FTP is the classic file-transfer protocol. Bifrost speaks plain FTP and encrypted FTPS (FTP over TLS), with the same file browser you get over SFTP. If the server offers SSH, prefer the SFTP article — it’s simpler and always encrypted — but when you only have FTP, this is for you.
1. Add an FTP connection
Create a connection, set the protocol to FTP, then fill in:
- Host and Port — 21 for plain FTP and STARTTLS, 990 for implicit FTPS (Bifrost fills the right default when you pick the encryption mode).
- Username and password — for anonymous servers, use
anonymousas the username. - Encryption (see below).
- Remote directory (optional) — a starting folder; leave it empty to open the server’s default directory.

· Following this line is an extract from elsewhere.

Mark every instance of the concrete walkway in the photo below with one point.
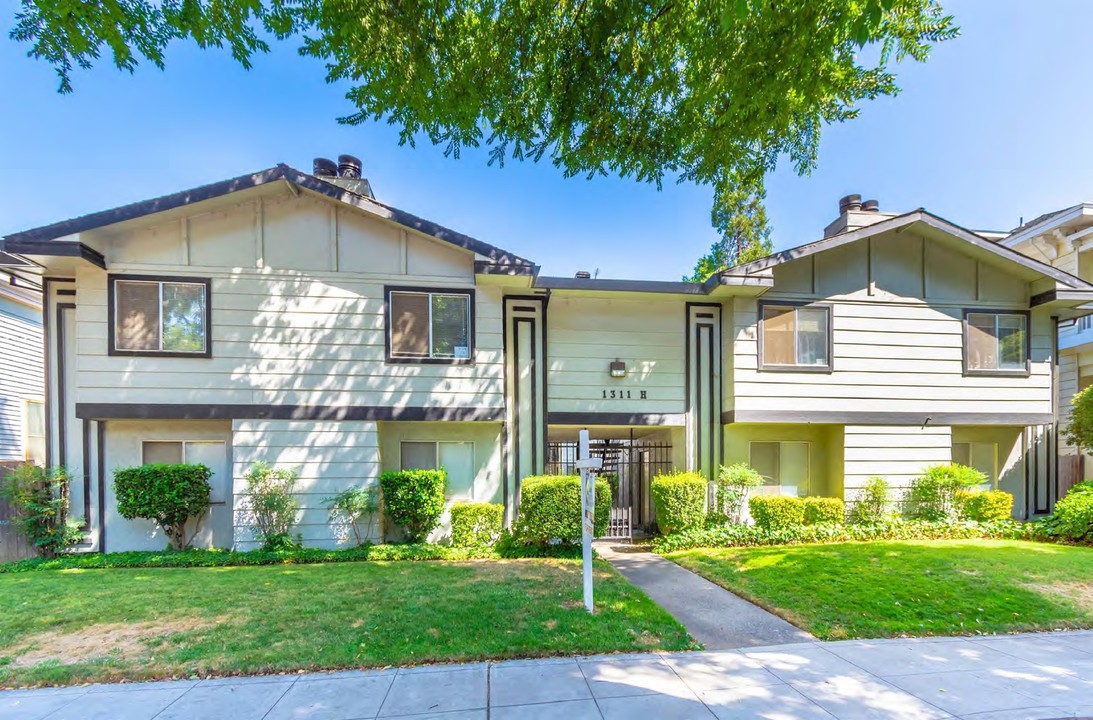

- Passive mode and Show hidden files — see below.
2. Encryption & security
FTP has no encryption by itself — with plain FTP, your username, password and files travel in clear text. Bifrost offers three modes:
| Mode | Port | What it does |
|---|---|---|
| None (FTP) | 21 | Plain FTP — unencrypted. Use only on a trusted local network. |
| STARTTLS (Explicit) | 21 | Connects on 21, then upgrades to TLS. The common, recommended FTPS mode. |
| Implicit FTPS | 990 | TLS from the very first byte, on a dedicated port. |
Prefer STARTTLS or Implicit FTPS whenever the server supports them — or use SFTP instead, which is encrypted by design.
3. Passive mode
Passive mode (on by default) lets the client open the data connection, which is what works through NAT and firewalls in almost all cases. Turn it off only for a server that specifically requires active mode.
4. Browse and transfer
Once connected, the file browser is exactly the same as over SFTP — so everything in the SFTP article applies:
- Upload with the button or by dragging from Finder; download with the button or by dragging items out to Finder (or an external disk), streamed directly to the destination.
- The transfers panel with progress, queue and counters, pause/resume, cancel, and the overwrite prompt (Replace / Keep both / Skip).
- Edit a remote file in place (auto re-upload on save), rename, move, delete, and multiple selection.
The one difference: FTP transfers run one at a time (its control channel handles a single command at once), whereas SFTP runs several in parallel.
Good to know
- Group defaults apply: set a default FTP port and encryption on a group and the connections inside inherit them.
- Hidden files (dotfiles) are shown when Show hidden files is on.
- A momentarily busy server is retried automatically before a transfer is marked failed.